To say that he succeeded would be an understatement. Mark Sanborn became a professional speaker by the age of 27 with wide experience in sales and marketing and as the state and national president of the Future Farmers of America already under his belt. Today, he is the founder and president of Sanborn & Associates, Inc., an idea studio that specializes in developing exceptional leaders and businesses.
Q. What are the biggest mistakes you see new speakers make?

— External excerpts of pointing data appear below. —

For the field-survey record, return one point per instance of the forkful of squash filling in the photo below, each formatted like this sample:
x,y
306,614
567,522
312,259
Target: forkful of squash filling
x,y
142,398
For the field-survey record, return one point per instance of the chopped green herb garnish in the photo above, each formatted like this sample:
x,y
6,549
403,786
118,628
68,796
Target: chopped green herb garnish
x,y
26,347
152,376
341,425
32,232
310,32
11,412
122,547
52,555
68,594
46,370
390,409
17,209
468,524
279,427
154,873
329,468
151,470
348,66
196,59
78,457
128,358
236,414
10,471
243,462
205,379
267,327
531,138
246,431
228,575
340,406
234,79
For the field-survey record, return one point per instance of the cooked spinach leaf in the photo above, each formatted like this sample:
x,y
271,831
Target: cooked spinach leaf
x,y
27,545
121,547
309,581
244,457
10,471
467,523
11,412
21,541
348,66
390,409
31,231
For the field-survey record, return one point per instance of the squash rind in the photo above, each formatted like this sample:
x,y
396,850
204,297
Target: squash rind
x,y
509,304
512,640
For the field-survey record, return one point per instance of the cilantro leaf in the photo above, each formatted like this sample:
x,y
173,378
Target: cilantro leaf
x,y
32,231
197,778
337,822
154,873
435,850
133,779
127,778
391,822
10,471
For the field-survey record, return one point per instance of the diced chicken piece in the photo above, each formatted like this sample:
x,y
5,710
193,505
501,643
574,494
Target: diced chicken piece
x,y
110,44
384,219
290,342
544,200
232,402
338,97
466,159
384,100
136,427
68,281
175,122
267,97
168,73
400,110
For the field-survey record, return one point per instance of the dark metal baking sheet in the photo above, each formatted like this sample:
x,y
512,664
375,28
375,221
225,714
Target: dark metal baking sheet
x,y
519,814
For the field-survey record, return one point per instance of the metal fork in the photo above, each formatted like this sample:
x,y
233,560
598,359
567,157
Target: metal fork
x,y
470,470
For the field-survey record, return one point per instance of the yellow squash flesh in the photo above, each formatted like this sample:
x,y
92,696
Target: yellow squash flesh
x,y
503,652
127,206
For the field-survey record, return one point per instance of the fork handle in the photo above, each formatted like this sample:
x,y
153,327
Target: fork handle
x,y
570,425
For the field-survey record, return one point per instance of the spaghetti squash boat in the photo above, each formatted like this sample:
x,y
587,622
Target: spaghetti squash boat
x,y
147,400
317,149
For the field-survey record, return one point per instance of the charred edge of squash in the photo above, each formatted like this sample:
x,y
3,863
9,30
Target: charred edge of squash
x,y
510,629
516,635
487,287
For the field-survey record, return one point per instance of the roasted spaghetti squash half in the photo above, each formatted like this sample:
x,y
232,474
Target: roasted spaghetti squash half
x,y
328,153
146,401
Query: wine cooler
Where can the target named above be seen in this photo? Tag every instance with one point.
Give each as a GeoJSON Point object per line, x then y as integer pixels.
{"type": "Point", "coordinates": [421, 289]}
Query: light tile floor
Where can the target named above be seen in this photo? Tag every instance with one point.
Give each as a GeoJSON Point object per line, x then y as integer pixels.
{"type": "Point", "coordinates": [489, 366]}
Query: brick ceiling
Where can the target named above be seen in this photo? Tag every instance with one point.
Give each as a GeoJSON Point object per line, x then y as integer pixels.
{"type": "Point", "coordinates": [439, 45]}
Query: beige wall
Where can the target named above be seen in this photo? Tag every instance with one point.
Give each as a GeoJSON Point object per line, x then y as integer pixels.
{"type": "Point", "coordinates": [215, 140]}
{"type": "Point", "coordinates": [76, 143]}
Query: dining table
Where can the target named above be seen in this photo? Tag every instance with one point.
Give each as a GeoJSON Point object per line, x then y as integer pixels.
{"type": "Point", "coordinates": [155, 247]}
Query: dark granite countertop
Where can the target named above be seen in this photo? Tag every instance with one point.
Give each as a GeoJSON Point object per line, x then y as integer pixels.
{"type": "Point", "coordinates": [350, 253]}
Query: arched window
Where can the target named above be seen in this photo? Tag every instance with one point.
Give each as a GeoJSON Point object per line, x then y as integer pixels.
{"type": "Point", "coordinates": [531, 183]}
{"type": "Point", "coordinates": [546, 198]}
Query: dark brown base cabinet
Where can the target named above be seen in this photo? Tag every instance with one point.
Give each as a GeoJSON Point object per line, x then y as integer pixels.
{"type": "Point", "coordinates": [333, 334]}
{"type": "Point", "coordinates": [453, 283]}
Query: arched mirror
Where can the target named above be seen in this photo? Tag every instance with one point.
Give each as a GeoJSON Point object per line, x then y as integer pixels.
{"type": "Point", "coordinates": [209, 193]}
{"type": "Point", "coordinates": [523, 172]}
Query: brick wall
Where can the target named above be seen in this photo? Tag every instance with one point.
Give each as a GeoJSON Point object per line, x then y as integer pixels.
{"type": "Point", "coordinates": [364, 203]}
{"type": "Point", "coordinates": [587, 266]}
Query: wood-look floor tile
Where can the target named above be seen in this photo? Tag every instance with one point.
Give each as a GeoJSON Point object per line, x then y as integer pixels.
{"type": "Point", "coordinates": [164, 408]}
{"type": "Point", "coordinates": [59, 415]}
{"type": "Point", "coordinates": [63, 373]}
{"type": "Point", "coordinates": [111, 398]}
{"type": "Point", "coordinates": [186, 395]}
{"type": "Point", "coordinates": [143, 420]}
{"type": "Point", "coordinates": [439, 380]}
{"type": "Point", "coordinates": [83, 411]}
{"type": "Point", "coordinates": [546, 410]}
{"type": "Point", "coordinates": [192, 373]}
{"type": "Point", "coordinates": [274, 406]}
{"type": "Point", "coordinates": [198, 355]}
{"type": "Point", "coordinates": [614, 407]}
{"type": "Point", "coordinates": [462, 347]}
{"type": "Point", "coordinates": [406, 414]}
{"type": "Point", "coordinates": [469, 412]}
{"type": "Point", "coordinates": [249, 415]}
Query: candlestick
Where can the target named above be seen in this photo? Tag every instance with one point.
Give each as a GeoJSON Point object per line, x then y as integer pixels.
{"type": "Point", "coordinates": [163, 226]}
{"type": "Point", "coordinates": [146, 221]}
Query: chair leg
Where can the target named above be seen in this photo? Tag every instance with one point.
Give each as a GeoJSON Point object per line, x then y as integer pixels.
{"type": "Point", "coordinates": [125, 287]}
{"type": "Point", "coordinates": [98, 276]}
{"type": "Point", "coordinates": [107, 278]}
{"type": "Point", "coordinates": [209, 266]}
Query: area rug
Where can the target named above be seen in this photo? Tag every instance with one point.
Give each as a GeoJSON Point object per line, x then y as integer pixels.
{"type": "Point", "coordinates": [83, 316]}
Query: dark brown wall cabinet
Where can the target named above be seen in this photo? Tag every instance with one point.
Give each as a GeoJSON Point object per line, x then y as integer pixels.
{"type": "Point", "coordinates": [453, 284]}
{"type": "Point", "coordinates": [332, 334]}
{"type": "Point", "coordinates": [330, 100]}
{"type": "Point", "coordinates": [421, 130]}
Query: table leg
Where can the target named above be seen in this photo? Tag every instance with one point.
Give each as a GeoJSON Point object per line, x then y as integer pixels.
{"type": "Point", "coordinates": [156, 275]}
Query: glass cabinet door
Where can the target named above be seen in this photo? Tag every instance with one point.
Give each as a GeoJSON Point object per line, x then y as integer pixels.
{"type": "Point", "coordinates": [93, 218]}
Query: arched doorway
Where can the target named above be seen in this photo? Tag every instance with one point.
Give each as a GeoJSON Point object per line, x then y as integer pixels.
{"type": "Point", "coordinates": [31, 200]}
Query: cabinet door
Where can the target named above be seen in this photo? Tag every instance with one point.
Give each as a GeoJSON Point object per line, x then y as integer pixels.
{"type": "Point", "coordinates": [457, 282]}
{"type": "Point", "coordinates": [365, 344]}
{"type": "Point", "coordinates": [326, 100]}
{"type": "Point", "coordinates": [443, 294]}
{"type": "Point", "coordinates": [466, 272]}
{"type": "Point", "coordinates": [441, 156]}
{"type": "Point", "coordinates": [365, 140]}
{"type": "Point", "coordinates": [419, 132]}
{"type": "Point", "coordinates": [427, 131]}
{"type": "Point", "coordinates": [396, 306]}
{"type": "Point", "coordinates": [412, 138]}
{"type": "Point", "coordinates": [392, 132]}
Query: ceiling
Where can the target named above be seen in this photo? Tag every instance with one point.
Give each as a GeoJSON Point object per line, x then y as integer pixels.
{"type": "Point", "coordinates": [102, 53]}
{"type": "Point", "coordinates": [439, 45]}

A. To me, the biggest mistake is either charging too soon or charging too much. For a new speaker to get established in the business, it is critical to be in front of as many audiences as you possibly can as frequently as you can. The way you find out whether you should be charging is when you give a presentation for free somewhere and an audience member comes up afterword and says, “What do you charge?” That’s how you know you are worth hiring. Now, that doesn’t mean you can charge anything you want, but at least you know there is some economic value associated with what you do.
Q. What have been the most rewarding aspects of your speaking career?
A. I have learned that you can’t really help an audience, an audience is an impersonal mass of people, but you can help individuals. So, the high points are not when the meeting planner speaks for the group or the overall evaluation score, but when an individual comes up and thanks you personally for something specific that helped them. That’s the gratifying part of the profession.
There’s a fellow who periodically e-mails me, who heard me speak at the beginning of my career 20 years ago. He’s approaching 80 now. It’s just great to have that kind of connection with a person when he didn’t know me from a box of rocks before he saw me stand in front of a group for a few hours.